What Would a Trump Presidency Mean for Latin America?

The Inter-American Dialogue's Latin American Advisor asks What Would a Trump Presidency Mean for Latin America? The short answer: not good. Here is Arturo Sarukhan, board member of the Inter-American Dialogue and former Mexican ambassador to the United States:
Current U.S. policy in the Americas, eschewing grandiose, over-arching and all-encompassing themes, and focusing instead on approaches à la carte—mostly issue-driven and sub-regional in nature—has been, given the real limitations in U.S. foreign policy bandwidth in a geo-strategically fluid and challenging 21st century, relatively successful. The fact that this pragmatically inspired policy has been accompanied by a reframing in the messaging, narrative and substance of U.S. inter-American diplomacy, could in fact leave, by the end of the Obama administration, a generally positive legacy and footprint for the United States across most of Latin America and the Caribbean.

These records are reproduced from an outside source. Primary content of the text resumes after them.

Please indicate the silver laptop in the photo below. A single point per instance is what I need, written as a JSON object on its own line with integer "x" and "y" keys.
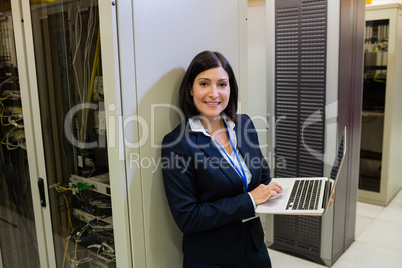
{"x": 306, "y": 196}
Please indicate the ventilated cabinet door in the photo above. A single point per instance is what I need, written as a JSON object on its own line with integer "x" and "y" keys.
{"x": 72, "y": 121}
{"x": 17, "y": 222}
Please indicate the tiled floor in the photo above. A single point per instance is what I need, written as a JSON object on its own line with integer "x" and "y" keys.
{"x": 378, "y": 240}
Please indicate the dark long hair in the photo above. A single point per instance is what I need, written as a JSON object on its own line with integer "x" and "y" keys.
{"x": 204, "y": 61}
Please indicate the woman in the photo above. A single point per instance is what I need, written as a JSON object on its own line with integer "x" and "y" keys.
{"x": 214, "y": 172}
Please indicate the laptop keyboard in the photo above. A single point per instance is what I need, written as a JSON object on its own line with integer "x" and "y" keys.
{"x": 305, "y": 195}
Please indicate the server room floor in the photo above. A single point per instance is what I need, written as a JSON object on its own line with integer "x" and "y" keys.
{"x": 377, "y": 240}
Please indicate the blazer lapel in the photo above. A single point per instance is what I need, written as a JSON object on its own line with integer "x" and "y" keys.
{"x": 246, "y": 151}
{"x": 215, "y": 157}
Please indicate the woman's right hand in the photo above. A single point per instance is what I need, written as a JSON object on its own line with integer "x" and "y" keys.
{"x": 263, "y": 192}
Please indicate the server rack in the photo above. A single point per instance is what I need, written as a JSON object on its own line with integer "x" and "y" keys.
{"x": 311, "y": 104}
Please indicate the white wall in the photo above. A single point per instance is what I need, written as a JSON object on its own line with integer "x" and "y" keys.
{"x": 257, "y": 71}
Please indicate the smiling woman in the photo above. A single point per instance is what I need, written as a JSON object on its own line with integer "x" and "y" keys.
{"x": 211, "y": 184}
{"x": 211, "y": 92}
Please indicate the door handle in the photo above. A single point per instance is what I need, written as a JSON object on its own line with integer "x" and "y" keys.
{"x": 42, "y": 192}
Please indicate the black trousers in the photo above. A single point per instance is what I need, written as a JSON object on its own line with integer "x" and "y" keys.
{"x": 252, "y": 259}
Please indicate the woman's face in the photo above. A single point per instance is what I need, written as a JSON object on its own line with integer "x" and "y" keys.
{"x": 211, "y": 92}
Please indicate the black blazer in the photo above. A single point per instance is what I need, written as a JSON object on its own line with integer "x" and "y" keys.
{"x": 206, "y": 195}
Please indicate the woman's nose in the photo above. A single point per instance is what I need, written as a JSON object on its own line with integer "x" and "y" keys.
{"x": 214, "y": 91}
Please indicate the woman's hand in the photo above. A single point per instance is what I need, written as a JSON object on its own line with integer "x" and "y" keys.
{"x": 263, "y": 192}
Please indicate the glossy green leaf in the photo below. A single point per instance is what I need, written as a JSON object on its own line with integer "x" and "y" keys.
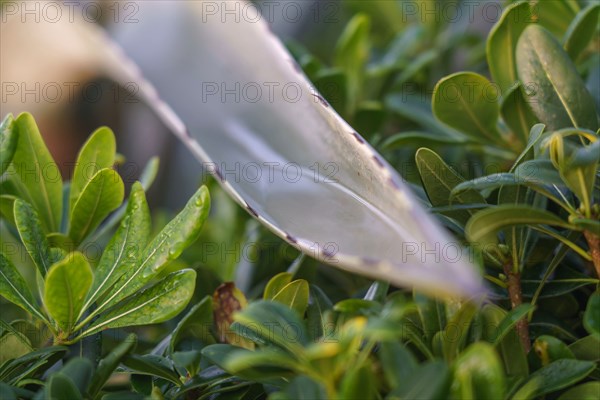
{"x": 159, "y": 303}
{"x": 8, "y": 142}
{"x": 13, "y": 346}
{"x": 561, "y": 99}
{"x": 7, "y": 202}
{"x": 591, "y": 318}
{"x": 294, "y": 295}
{"x": 478, "y": 374}
{"x": 431, "y": 313}
{"x": 516, "y": 112}
{"x": 60, "y": 387}
{"x": 96, "y": 154}
{"x": 579, "y": 171}
{"x": 182, "y": 231}
{"x": 439, "y": 180}
{"x": 257, "y": 364}
{"x": 538, "y": 171}
{"x": 549, "y": 349}
{"x": 32, "y": 236}
{"x": 509, "y": 348}
{"x": 359, "y": 383}
{"x": 317, "y": 312}
{"x": 483, "y": 227}
{"x": 468, "y": 102}
{"x": 14, "y": 288}
{"x": 123, "y": 252}
{"x": 486, "y": 183}
{"x": 153, "y": 365}
{"x": 149, "y": 173}
{"x": 274, "y": 323}
{"x": 301, "y": 388}
{"x": 456, "y": 331}
{"x": 397, "y": 362}
{"x": 37, "y": 173}
{"x": 351, "y": 54}
{"x": 428, "y": 382}
{"x": 555, "y": 376}
{"x": 502, "y": 43}
{"x": 586, "y": 348}
{"x": 35, "y": 362}
{"x": 582, "y": 30}
{"x": 420, "y": 139}
{"x": 277, "y": 283}
{"x": 555, "y": 15}
{"x": 67, "y": 283}
{"x": 108, "y": 364}
{"x": 585, "y": 391}
{"x": 79, "y": 371}
{"x": 102, "y": 195}
{"x": 196, "y": 324}
{"x": 357, "y": 306}
{"x": 510, "y": 321}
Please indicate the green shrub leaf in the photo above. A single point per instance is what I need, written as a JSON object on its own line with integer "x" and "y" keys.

Donald Trump’s campaign rhetoric threatens to jeopardize these small but significant gains in hemispheric relations. For starters, his Mexico and immigrant bashing, though targeted solely at a NAFTA partner, is seen by many around the region as a worrisome sign of the potential return of an arrogant and overbearing, ‘my way or the highway,’ U.S. posture. In a region that highly values predictability in its relationship with the continental hegemonic power, his foreign policy maxim—articulated in his recent first foreign policy speech—postulating that the United States will become ‘unpredictable’ has, unsurprisingly, raised eyebrows in capitals throughout the Americas.
Moreover, as President Obama has sought to deepen and expand Washington’s soft-power capabilities and tools in the region, Trump’s discourse, measured both in terms of nation-branding and winning the hearts and minds of societies around the continent, is an unmitigated disaster for the United States’ public diplomacy footprint there. By talking about building walls, resorting to demagoguery and xenophobia to whip up anti-immigrant sentiment and blasting trade deals, Trump is undermining efforts in recent years by Democratic and Republican administrations alike to develop new paradigms and a rules-based system with like-minded governments and with citizens and NGOs in the Americas.
The Obama administration did not handle the 2009 Honduran coup very well and its approach to immigration has been disappointing to say the least. However, the US' relations with Latin America seem so much better today than they did during the Bush years. A Trump presidency might make us wish for a return to the Bush years.